A reworked parody version, titled "I Like to Shake It, Shake It", was used in an April 2018 commercial for the dishwasher brand Fairy. It was posted on their official British YouTube channel, but has since been deleted.

The song has also been used in numerous other advertisements and was used in the video games SingStar Dance, the first Just Dance, Just Dance: Best Of, Just Dance: Greatest Hits, and Just Dance Kids 2014. It was featured on Just Dance 3 as a downloadable track but became unavailable for purchase following the shutdown of the Wii Shop Channel on January 30, 2019, and the removal of most DLCs from the Xbox 360 Marketplace on August 20, 2023. Basshunter sampled "I Like to Move It" on his 2010 song "Saturday".

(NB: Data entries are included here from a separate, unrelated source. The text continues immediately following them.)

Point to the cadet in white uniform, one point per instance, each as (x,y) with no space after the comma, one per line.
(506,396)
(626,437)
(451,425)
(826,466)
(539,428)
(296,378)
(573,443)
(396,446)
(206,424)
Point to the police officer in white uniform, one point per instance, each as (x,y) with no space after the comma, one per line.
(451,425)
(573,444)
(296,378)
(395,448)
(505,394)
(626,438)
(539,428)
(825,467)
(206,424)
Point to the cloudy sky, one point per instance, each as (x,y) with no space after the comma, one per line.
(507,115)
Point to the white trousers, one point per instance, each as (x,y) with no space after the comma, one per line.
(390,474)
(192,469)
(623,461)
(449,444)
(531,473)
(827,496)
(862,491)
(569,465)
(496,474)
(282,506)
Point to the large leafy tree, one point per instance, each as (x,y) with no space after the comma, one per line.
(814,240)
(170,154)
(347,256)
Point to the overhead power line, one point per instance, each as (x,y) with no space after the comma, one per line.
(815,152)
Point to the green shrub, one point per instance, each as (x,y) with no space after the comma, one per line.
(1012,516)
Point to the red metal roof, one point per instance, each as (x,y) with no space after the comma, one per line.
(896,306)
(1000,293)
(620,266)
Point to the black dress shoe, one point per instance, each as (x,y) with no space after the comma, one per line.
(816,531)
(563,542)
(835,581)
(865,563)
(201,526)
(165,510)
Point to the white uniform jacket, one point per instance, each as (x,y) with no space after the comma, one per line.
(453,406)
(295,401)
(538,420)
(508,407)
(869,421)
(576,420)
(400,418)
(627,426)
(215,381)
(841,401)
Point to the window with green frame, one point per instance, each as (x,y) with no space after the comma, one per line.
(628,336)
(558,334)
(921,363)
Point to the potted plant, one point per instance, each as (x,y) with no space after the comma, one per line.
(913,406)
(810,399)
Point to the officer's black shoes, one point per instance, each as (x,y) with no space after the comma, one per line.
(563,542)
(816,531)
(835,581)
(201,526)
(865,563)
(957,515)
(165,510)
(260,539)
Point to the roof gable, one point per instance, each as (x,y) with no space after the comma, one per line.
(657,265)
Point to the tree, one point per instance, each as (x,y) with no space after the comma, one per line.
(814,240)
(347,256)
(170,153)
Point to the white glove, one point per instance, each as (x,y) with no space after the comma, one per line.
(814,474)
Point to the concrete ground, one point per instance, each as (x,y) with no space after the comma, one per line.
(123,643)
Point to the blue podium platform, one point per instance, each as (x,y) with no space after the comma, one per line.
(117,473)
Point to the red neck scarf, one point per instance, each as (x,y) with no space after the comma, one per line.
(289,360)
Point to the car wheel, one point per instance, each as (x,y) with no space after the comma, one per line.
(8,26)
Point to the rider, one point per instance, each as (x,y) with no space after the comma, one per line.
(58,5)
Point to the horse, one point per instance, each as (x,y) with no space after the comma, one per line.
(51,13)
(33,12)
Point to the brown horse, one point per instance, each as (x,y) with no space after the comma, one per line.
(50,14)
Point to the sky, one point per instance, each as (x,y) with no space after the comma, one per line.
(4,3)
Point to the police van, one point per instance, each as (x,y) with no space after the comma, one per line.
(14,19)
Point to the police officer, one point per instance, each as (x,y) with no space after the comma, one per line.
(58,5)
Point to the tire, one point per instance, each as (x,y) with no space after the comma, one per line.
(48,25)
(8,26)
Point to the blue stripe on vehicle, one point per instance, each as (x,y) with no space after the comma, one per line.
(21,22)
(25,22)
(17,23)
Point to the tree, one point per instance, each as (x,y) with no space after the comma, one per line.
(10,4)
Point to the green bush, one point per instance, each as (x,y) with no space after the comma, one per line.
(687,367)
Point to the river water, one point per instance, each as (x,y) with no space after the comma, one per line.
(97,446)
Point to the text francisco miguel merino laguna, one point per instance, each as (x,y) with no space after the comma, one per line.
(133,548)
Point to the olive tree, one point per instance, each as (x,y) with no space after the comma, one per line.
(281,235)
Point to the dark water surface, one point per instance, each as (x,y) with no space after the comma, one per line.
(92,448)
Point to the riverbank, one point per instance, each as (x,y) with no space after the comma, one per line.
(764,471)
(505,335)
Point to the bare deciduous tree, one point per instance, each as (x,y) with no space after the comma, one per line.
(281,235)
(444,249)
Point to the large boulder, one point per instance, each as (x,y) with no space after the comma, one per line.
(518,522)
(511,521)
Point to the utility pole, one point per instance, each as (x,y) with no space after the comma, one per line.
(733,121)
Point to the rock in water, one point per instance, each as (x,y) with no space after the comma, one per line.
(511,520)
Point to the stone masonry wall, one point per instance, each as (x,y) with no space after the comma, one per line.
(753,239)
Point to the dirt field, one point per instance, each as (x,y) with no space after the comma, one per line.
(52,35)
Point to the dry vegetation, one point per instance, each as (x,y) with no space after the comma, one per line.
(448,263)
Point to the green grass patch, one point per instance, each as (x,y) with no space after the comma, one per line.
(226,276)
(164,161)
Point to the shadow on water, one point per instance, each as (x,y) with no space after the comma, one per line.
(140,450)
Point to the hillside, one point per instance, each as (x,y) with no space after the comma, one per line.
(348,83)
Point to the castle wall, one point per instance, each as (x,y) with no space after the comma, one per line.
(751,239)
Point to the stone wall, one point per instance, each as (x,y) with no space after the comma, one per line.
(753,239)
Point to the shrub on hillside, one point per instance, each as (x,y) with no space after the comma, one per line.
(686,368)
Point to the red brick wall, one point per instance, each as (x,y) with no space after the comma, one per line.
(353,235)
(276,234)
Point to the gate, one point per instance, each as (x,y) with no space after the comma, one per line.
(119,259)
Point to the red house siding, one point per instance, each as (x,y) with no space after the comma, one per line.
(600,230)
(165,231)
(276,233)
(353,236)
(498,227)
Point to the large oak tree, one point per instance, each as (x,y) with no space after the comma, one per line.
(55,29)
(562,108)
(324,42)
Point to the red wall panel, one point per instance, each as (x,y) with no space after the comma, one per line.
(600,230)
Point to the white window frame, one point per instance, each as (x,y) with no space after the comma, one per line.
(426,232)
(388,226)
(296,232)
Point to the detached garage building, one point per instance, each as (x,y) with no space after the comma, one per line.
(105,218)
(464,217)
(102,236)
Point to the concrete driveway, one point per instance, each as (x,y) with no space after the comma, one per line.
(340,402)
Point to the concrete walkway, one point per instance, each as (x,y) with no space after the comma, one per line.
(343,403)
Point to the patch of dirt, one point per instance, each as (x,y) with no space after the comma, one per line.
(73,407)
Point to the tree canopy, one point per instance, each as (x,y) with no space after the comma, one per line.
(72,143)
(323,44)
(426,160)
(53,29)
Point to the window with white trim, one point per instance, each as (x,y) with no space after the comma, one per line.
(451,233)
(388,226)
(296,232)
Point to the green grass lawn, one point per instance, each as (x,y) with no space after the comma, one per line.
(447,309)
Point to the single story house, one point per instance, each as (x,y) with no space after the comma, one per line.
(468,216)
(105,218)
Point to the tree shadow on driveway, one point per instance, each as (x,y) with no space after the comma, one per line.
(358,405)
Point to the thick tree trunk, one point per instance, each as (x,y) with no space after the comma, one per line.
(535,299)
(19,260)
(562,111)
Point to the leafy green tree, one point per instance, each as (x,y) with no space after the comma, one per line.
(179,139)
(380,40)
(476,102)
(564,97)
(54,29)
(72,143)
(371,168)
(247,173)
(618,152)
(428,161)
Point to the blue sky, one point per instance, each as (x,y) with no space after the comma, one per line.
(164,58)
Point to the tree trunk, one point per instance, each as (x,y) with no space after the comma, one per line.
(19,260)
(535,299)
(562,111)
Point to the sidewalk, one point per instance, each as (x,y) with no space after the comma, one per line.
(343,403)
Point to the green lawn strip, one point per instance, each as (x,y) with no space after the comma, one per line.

In the second season of Norwegian reality singing competition Maskorama, based on the South Korean television series King of Mask Singer, the song was performed in episode three in November 2021. It was performed by the contestant masked as a Nisse, which later was revealed to be Abid Raja.

A new Fortnite dance emote based on the song was introduced on January 28, 2022.

In February 2023, the song was featured in a television commercial for the United States Postal Service.

It was used in the New York Undercover episode "If this world were mine" on Season 2, Episode 26 in the entry montage.

In May 2025 an a capella version was used in an AUDI advert.